Harrison tried to mix up the rhythm with some well-timed serve and volleying, but Nadal was simply too good, as he rolled through the tiebreaker and then played a more relaxed second set to run away with the match. Nadal’s performance didn’t give much confidence that he could win the title here, but as he’s said all week, that’s not necessarily his goal.
“I don’t expect big result,” he said, “but just be here, practice with the other players, compete like tonight I did, have another chance after tomorrow.”
This is, of course, to be expected from Nadal in his first hard-court match since Miami last year, especially given his overall trepidation when it comes to playing on hard courts. Confidence will come with each step he takes on the surface and it was evident that there’s still a mental hurdle he has to overcome to commit to his movement the way he needs to. We’re used to seeing Nadal lunge and slide around the hard courts when he’s at his best, but he was noticeably tentative when pulled wide and digging out of the corners. Nadal looked more relieved than happy about his level in the match.
“My physical performance needs to improve. My movements need to improve,” he said.
Nadal may already be looking to clay: He’s here, and he’ll try his best as he always does, but is Nadal’s heart really in this tournament? Reading the tea leaves, I’m not entirely sure. It’s hard to shake the sense that Nadal already has his mind on the clay-court season as he competes this week. During his pre-tournament press conference, he reeled off the next tournaments he intends to play and noticeably absent was Miami, another hard-court ATP Masters 1000, which begins immediately after Indian Wells. Whether he simply misspoke or the omission was intentional is unclear, but if he’s already planning to skip Miami, then there’s less incentive to throw himself into this tournament like he has in the past.
American men going the wrong way: With the loss, the 73rd-ranked Harrison will fall to no better than No. 88 in the rankings. That’s quite the tumble from last July, when he reached a career-high of No. 43. It’s easy to forget that he’s just 20 years old and the expectations have to be curbed, especially on a day that saw America’s No. 1, John Isner, get dumped out by Lleyton Hewitt.
Patience is key with Harrison. Yes, he can play too defensively, and yes, it would be great to see him amp up his forehand and take more initiative in the rallies as opposed to relying on his defense. Ideally, his game will evolve over time and for now he’s right to focus on the process and experience.
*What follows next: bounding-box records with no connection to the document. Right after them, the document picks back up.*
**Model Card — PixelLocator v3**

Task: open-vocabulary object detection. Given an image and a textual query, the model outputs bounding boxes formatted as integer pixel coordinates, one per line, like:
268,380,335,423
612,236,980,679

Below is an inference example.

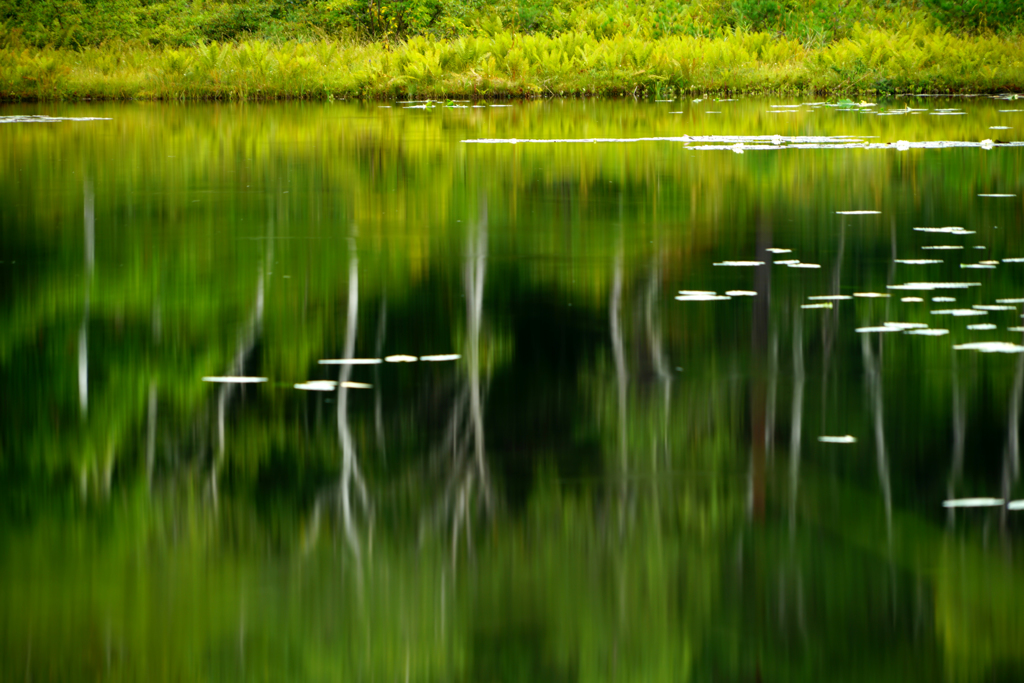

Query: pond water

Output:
0,97,1024,681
“I’m not 21 yet and I’ve played against a top player on center court of every single Slam,” he said. “That’s a lot of experience for someone that hasn’t gotten past the second round of a major.”
Still, these are dry times for American men’s tennis. Andy Roddick’s retirement last September has left a gaping hole that no current player seems able (or willing) to fill. Depending on Sam Querrey’s and Mardy Fish’s results this week, it’s possible that there will be no American men in the top 20 for the first time since computer rankings were introduced. With Roddick gone, Isner slumping and Fish on the mend, it’s hard to see when this trend will stop.
“Three years ago it was, ‘You guys haven’t had a Grand Slam champion,’” Harrison said, “and then it was, ‘You haven’t had a top 10,’ and now it’s top 20. It’s going the wrong direction. We are going to turn it around soon.”